Oh. God. Was he with a woman? The thought should have occurred to her. You didn’t call a guy late without first knowing that he’d be alone.
“Nothing,” she said, embarrassed. Hot. Bothered. And...sad, too. “We can talk tomorrow,” she added quickly.
“Now’s fine, Kacey. What’s up?”
“It really was nothing. I’m just sitting here with a glass of wine and... I’m sorry. I wasn’t thinking about how late it was. I expect too much of you, Michael. Take advantage. I’m just...”
“Kacey!” He’d raised his voice to her. Staring at the phone, Kacey almost hung up. Except that she was so shocked, she had to find out what came next.
“Yeah?” The word was tentative. She glanced at the phone screen again, as though some message would appear. She needed to ask him if he did FaceTime. Or Skype. But she knew the answer. FaceTime was the last thing Michael wanted.

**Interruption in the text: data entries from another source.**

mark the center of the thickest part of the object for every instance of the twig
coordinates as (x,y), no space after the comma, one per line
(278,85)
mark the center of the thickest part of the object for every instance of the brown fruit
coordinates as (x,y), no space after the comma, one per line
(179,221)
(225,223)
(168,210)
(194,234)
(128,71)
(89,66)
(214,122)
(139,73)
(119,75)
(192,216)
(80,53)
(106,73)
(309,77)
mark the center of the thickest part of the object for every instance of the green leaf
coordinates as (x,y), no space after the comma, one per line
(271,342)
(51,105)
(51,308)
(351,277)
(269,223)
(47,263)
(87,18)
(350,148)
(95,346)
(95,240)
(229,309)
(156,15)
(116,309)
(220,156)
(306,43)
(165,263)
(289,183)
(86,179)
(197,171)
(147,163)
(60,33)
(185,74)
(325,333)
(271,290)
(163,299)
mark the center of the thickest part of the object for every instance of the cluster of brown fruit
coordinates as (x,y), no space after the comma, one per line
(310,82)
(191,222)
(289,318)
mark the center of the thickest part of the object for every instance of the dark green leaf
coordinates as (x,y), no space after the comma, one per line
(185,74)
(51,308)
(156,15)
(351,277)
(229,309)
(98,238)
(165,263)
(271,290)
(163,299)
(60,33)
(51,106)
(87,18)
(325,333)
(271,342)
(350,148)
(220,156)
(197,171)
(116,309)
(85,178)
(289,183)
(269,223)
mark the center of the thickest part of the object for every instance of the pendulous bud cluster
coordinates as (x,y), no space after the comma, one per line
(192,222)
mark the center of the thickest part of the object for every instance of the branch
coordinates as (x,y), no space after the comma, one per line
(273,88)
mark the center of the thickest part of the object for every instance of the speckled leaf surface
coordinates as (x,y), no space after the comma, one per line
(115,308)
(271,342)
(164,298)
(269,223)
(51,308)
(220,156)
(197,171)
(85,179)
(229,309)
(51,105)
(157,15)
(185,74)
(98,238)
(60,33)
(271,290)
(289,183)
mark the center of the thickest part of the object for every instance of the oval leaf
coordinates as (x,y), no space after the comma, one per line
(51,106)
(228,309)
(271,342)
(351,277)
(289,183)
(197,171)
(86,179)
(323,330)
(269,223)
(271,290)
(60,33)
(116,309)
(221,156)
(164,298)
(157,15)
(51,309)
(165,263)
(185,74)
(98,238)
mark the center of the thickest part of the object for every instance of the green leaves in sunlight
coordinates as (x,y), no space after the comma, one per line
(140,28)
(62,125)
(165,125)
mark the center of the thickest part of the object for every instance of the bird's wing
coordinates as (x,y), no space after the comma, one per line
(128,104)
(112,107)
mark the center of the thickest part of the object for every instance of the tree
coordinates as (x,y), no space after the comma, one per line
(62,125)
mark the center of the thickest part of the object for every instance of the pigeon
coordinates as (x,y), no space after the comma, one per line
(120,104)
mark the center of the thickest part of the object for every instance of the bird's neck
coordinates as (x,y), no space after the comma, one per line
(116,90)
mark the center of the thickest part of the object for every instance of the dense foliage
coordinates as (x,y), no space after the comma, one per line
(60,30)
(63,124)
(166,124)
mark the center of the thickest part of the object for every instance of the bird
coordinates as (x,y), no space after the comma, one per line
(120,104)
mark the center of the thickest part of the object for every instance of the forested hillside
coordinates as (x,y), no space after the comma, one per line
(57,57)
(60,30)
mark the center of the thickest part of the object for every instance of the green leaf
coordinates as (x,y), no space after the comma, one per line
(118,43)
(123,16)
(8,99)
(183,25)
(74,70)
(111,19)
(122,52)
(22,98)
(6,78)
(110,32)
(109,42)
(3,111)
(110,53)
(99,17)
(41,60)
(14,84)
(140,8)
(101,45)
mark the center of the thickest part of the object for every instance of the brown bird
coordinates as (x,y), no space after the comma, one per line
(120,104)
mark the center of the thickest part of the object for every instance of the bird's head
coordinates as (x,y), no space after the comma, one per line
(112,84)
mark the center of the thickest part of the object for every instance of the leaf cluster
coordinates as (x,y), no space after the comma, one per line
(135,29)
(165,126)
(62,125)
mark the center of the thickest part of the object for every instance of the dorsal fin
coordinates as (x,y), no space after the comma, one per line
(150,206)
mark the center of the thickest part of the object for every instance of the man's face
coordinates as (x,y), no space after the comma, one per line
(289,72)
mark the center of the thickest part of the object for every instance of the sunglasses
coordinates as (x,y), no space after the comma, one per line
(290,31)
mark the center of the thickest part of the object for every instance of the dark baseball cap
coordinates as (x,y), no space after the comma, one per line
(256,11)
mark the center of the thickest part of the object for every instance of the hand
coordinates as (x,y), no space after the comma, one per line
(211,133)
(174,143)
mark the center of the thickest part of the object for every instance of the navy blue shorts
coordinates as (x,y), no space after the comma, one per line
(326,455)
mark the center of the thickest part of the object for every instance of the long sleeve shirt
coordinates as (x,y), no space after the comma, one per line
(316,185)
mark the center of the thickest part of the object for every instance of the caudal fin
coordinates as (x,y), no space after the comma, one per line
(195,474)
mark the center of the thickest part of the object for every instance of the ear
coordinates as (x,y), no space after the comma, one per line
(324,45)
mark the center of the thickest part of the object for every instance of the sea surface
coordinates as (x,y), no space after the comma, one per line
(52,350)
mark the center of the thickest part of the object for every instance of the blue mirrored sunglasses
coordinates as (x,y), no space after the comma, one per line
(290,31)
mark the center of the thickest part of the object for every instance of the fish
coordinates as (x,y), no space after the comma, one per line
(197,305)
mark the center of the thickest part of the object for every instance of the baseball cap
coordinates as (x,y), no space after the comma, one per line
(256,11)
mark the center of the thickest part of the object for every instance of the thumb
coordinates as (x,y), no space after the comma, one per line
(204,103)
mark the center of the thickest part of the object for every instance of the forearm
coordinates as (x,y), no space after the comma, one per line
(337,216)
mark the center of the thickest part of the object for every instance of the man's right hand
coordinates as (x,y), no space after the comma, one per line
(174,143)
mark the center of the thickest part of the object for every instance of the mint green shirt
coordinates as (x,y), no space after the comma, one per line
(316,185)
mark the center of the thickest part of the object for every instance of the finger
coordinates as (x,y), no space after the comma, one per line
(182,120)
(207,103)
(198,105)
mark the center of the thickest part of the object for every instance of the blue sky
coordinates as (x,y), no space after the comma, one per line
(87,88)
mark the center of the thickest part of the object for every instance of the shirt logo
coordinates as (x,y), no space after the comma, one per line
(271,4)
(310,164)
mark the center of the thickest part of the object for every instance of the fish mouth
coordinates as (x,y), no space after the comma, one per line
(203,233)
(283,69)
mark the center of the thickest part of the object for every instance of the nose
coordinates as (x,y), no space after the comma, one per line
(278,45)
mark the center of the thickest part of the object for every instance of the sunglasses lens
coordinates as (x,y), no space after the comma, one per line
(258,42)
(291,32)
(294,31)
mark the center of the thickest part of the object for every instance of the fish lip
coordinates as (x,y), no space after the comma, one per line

And the next thing she was going to nag him about...
Maybe. If he still wanted to be friends with her.
“I’m glad you called.”
Funny how a stomach could go from sick to sickly happy in the space of four words.
“I really was being selfish.” She didn’t want him to feel—as Lacey had all those years—that she was taking him for granted. Didn’t want to take advantage of him as she’d unknowingly done to her sister. “Nothing’s really up. Mom and Dad are asleep in Jem and Lacey’s room while they’re away. Levi’s asleep in his.”